Christian E L, Yarus M
Department of Molecular Cellular and Developmental Biology, University of Colorado, Boulder 80309-0347.
J Mol Biol. 1992 Dec 5;228(3):743-58. doi: 10.1016/0022-2836(92)90861-d.
We have developed a quantitative substitution interference technique to examine the role of Pro-Rp oxygens in the phosphodiester backbone of RNA, using phosphorothioates as a structural probe. This approach is generally applicable to any reaction involving RNA in which the precursor and reaction products can be separated. We have applied the technique to identity structural requirements in the group I intron from Tetrahymena thermophila for catalysis of hydrolysis at the 3' splice site; 44 phosphate oxygens are important in 3' splice site hydrolysis.
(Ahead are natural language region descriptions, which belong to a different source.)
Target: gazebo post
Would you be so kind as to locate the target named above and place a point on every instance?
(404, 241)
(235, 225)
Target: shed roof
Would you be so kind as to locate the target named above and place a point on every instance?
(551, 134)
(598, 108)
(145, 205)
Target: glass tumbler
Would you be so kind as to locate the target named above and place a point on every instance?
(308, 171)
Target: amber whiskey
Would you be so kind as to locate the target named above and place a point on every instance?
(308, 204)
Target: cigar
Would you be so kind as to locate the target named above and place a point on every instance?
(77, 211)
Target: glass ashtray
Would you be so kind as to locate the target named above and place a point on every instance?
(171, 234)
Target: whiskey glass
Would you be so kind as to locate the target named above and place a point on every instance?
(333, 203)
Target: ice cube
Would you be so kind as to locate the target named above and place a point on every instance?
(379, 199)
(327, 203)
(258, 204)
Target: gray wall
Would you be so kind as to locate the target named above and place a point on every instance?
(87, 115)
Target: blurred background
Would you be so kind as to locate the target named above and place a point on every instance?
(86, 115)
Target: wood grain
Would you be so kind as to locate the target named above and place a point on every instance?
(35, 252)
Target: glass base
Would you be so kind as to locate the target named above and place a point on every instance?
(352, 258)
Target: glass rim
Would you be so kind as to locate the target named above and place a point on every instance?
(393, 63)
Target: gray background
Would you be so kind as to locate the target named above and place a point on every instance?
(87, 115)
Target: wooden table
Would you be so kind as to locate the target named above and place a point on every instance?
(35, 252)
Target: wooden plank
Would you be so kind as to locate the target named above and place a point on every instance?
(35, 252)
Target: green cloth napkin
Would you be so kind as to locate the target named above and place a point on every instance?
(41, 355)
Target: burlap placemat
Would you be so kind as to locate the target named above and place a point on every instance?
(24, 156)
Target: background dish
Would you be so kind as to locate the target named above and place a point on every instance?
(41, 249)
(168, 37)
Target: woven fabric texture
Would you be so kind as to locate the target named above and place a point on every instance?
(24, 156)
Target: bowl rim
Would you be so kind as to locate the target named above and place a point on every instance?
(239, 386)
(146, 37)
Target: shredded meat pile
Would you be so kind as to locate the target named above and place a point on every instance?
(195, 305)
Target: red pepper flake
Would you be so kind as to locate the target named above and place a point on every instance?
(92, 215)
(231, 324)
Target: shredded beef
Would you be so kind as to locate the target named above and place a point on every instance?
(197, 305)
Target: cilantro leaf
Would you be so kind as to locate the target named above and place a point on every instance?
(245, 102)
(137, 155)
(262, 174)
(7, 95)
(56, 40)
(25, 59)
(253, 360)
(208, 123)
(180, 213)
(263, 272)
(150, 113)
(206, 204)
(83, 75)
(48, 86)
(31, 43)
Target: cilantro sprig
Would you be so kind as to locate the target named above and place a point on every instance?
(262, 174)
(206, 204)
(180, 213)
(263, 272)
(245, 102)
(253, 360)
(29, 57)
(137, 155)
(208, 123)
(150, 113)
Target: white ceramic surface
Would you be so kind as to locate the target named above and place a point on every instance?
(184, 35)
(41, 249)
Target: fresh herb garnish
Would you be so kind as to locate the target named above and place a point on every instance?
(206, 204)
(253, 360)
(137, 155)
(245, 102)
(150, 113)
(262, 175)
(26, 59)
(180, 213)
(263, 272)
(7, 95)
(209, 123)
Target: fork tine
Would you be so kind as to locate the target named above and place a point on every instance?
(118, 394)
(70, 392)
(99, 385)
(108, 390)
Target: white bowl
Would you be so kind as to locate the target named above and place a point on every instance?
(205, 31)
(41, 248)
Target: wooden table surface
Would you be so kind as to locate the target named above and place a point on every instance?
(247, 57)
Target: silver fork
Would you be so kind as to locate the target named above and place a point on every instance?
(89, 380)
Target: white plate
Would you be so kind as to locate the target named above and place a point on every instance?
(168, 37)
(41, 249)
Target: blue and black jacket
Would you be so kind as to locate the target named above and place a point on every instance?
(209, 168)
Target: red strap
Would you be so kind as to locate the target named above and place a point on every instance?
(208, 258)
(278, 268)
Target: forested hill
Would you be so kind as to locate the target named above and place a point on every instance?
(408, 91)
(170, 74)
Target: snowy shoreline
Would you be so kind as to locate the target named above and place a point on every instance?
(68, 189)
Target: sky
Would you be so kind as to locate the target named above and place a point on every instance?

These include four or five oxygens previously observed to be important in exon ligation. Although phosphate oxygens having a functional significance can be found throughout the intron, the strongest phosphorothioate effects are closely associated with positions in the highly conserved intron core, which are likely to be involved in tertiary interactions, substrate recognition and catalysis.
我们开发了一种定量取代干扰技术,以硫代磷酸酯作为结构探针,研究RNA磷酸二酯主链中Pro-Rp氧的作用。这种方法通常适用于任何涉及RNA的反应,前提是前体和反应产物能够分离。我们已将该技术应用于确定嗜热四膜虫I组内含子中3'剪接位点催化水解的结构要求;44个磷酸氧在3'剪接位点水解中起重要作用。其中包括先前观察到在 exon 连接中起重要作用的四个或五个氧。虽然在整个内含子中都能找到具有功能意义的磷酸氧,但最强的硫代磷酸酯效应与高度保守的内含子核心中的位置密切相关,这些位置可能参与三级相互作用、底物识别和催化。